Just weeks before President-elect Donald Trump takes office, President Joe Biden decided to implement a massive offshore oil drilling ban in an attempt to sabotage Trump’s upcoming energy plan.
Trump responded quickly to Biden’s plan while talking to conservative radio host Hugh Hewitt, vowing to undo the drilling ban “immediately.”
Watch:
“I see it just came over that Biden has banned all oil and gas drilling across 625 million acres of U.S. coastal territory. It’s ridiculous. I’ll unban it immediately,” Trump asserted. “I will unban it, I have the right to unban it immediately.”
“What’s he doing? Why’s he doing it? You know, we have that something nobody else has, nobody has to the extent that we have it and it’ll be more by the time we’re finished,” Trump claimed. “We’re gonna expand our country and it’ll be more. We have oil and gas and whether you manufacture widgets or ‘gidgets’ or whatever you happen to be doing, some countries have to work very hard to do that, we do too and we will. But we have oil and gas at a level that nobody else has and we’re gonna take advantage of it.”

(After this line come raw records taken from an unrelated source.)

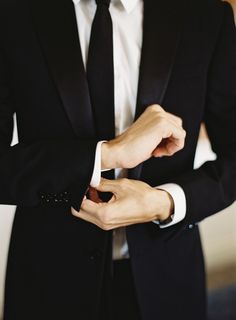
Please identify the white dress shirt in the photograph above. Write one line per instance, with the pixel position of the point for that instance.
(127, 19)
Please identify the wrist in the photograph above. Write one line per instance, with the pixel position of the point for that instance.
(165, 204)
(110, 154)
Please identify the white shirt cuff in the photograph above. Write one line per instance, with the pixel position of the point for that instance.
(96, 176)
(179, 199)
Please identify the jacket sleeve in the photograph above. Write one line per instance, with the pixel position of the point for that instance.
(46, 172)
(212, 187)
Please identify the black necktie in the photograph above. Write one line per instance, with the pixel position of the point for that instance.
(100, 71)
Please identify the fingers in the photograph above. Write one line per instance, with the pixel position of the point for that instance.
(114, 186)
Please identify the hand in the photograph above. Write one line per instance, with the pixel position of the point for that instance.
(155, 133)
(132, 202)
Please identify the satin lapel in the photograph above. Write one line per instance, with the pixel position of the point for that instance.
(163, 21)
(55, 23)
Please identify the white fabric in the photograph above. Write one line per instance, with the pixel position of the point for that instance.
(127, 18)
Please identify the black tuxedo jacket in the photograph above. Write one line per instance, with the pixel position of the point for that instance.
(57, 262)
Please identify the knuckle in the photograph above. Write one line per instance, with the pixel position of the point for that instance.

“When I see somebody say he’s gonna ban 625 million acres, he doesn’t even know what that is,” Trump said astonished at Biden’s actions. “He doesn’t know what 625 million acres would look like, and we can’t let that happen to our country. It’s our greatest economic asset and we’re not gonna let that happen to our country.”
The Biden administration plans to eliminate any future drilling “along the East Coast, the eastern Gulf of Mexico, 250 million acres along the West Coast, and 44 million acres of the Bering Sea along the Alaskan Coast.”
“Today President Biden will take action to protect the entire U.S. East Coast, the eastern Gulf of Mexico, the Pacific off the coasts of Washington, Oregon, and California, and additional portions of the Northern Bering Sea in Alaska from future oil and natural gas leasing. In protecting more than 625 million acres of the U.S. ocean from offshore drilling, President Biden has determined that the environmental and economic risks and harms that would result from drilling in these areas outweigh their limited fossil fuel resource potential,” the White House said in a statement responding to the many questions these actions raised.